The InterAmerican Commission on Human Rights issued a report today on its working visit to El Salvador in November 2017.   The IACHR's report has a particular focus on the human rights of women and girls.   The press release announcing the report summarizes its findings:
The IACHR observes that the State of El Salvador has made some progress in the areas of citizen security and the rights of women and other groups at special risk, such as the “Safe El Salvador Plan” or the Ciudad Mujer (“Women’s City”) program. At the same time, the IACHR expresses its deep concern about violations of human rights stemming from citizen insecurity, the lack of universal access to basic services, and the lack of budgetary resources to ensure the proper functioning and development of human rights policies. With regard to the rights of women and girls, the IACHR notes the prevalence of violence and discrimination against them, which is clearly reflected in the total criminalization of abortion in the country. 
As stated in the Conclusions and observations from the visit of the IACHR to El Salvador, annexed to this Press Release, the IACHR has observed several issues of concern, including the issues related to citizen security and military presence in public security tasks; the disproportionate impact that the current context of criminality has upon women, girls, migrants and other groups in vulnerable situations; to the criminal policy and the situation of persons deprived of liberty; the situation of discrimination and structural violence against LGBTI people; the human rights situation of women with disabilities; as well as the prevalence of threats and harassment suffered by women human rights defenders, women journalists and women who are political representatives or candidates. 
Likewise, in the Conclusions of the IACHR working visit to El Salvador, the Commission notes with great concern the situation of the rights of women and girls in relation to the prevalence of violence against them, including murders, disappearances and sexual violence committed in many cases against young women and girls.
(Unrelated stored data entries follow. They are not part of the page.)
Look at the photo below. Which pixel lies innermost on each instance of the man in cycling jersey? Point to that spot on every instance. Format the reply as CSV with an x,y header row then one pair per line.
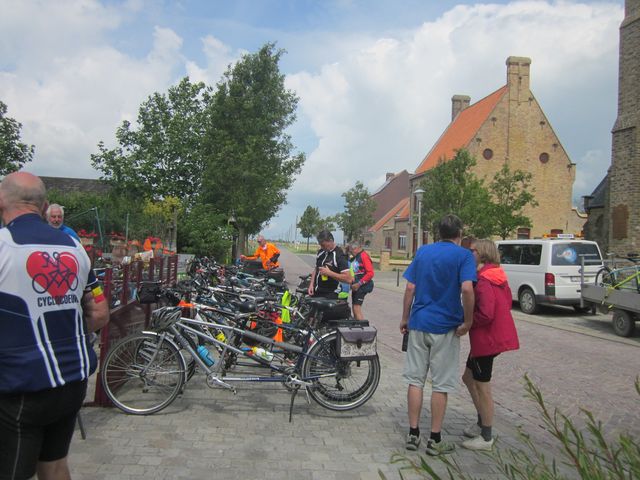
x,y
51,302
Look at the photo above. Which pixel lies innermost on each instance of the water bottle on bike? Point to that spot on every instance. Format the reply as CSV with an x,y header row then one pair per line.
x,y
205,355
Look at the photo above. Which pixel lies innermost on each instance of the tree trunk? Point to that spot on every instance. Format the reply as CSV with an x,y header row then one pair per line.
x,y
242,241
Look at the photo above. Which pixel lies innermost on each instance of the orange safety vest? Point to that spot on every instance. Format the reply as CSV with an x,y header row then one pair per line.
x,y
265,254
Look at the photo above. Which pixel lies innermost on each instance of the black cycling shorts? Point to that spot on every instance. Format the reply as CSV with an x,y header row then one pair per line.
x,y
357,296
481,367
37,426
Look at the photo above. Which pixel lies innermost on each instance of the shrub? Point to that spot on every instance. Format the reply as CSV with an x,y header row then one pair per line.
x,y
586,453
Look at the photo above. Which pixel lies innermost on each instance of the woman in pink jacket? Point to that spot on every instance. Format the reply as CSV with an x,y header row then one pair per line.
x,y
493,332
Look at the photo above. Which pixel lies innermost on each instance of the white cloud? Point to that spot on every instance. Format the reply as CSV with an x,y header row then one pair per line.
x,y
381,106
218,57
371,105
69,95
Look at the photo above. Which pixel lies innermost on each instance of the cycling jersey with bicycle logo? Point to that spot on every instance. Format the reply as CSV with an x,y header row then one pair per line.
x,y
43,275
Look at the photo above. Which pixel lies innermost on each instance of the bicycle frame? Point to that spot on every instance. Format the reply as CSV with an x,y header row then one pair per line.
x,y
284,371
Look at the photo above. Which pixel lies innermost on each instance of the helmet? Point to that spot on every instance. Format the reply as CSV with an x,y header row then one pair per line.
x,y
163,318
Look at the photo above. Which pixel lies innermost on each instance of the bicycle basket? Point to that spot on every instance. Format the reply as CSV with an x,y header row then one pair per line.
x,y
356,343
163,318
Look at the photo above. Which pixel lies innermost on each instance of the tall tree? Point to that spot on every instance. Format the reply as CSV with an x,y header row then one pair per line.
x,y
451,187
13,153
160,156
309,223
511,193
250,159
358,211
Also, the Commission notes the general situation of impunity relating these cases. The IACHR also refers to the prohibition of child marriage in the country, as well as the high number of adolescents in de facto unions in El Salvador, and the various negative impacts suffered by the rights of girls and adolescents who enter into a de facto union before age 18.... 
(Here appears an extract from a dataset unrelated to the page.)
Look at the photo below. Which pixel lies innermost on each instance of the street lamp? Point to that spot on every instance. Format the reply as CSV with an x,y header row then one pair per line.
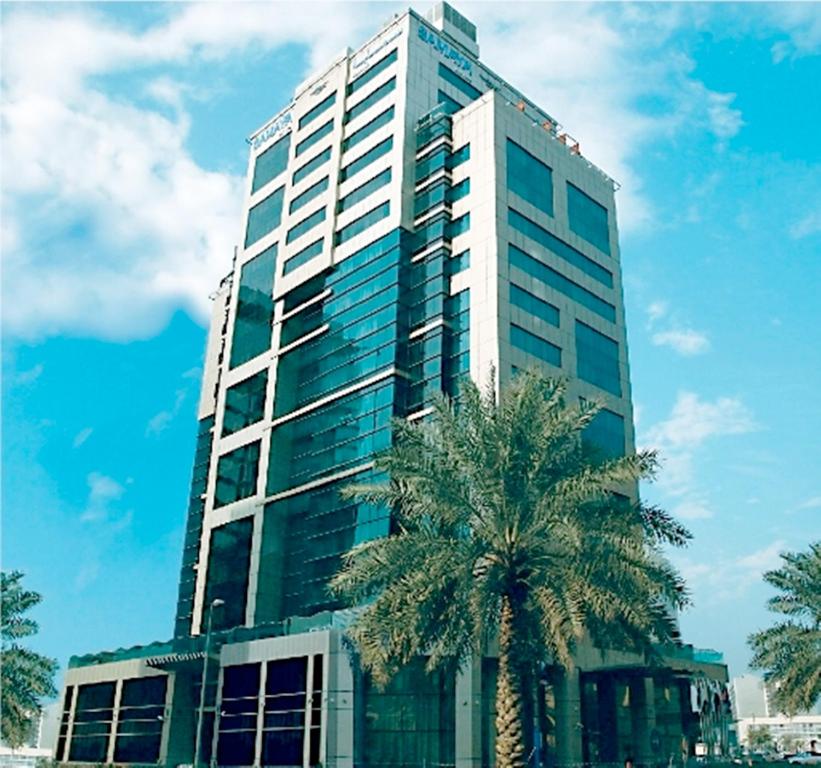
x,y
200,712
As the Commission has reiterated in previous reports, the absolute criminalization of abortion has direct consequences on maternal morbidity and mortality rates. Without legal, safe, and timely options, many women have to subject themselves to dangerous and even fatal practices; they refrain from seeking medical services or experience obstetric emergencies without the medical care they need. The Commission reiterates that the absolute criminalization of abortion in El Salvador, by imposing a disproportionate burden on the exercise of the rights of women and girls and creating a context that facilitates unsafe abortions, ignores the State’s international obligations to respect, protect, and guarantee women’s rights to life, to health, and to integrity. 
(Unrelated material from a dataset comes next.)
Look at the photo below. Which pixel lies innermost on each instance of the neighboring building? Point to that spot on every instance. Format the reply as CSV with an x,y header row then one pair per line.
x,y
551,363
The Commission also expresses its concern over the fact that, even though the Criminal Code establishes sentences of up to 12 years for abortion, many women who suffer obstetric complications or miscarriages are convicted of aggravated homicide and sentenced to up to 40 years in prison, based on the suspicion of having induced an abortion and in possible violation of their right to due process. As indicated by the IACHR in the Conclusions of the working visit to El Salvador, sentences are said to be occurring in the context of proceedings that allegedly fail to respect the right of the accused to a fair trial by not recognizing the principle of presumption of innocence and not assessing the evidence in accordance with inter-American standards on due process protections. In addition, the law on which these sentences are based appears to be in clear contradiction to the right to medical privacy, which reportedly keeps health professionals from having the necessary conditions of legal certainty to be able to properly exercise their responsibility as guarantors of their patients’ health.